Will you follow the King who comes in the name of the Lord? 
Will you give up trying to control the future and trust in the One who is in control? 
Will you cast down your cloaks in worship before the Messiah? 
Will you wave palm branches high and sing “Hosanna! Save me, Jesus! Save me, even from myself.”? 
Will you walk with Jesus down the long road that leads to the cross? 
Will you be faithful and remain with him, even as he takes his last breath, and trust that death will not be the end of his story? 

It won’t be the end of our story either, friends. But, for now, we wait, we watch, and we stay close to Jesus, even in the face of suffering, of pain, of death.

In the name of the Father, the Son, and the Holy Spirit. Amen.

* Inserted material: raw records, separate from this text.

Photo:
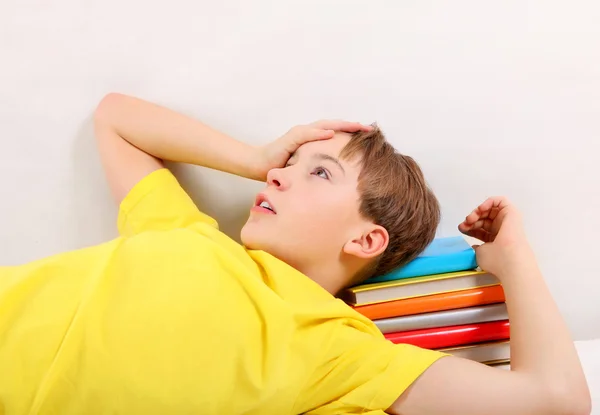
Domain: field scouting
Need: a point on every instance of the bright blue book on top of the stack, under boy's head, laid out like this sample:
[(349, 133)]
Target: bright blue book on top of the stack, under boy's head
[(441, 256)]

[1] “The Roman procession is Borg’s and Crossan’s imaginary historical reconstruction based on non-biblical sources. However, it serves well, as they intended, the purpose of accentuating the political dimensions of…the ‘pre-arranged counter procession’ of Jesus and his followers.” From John Rollefson’s “Homiletical Perspective” article on Matthew 21:1-11” in Feasting on the Word: Year A, Volume 2 (Louisville, KY: Westminster John Knox Press, 2010).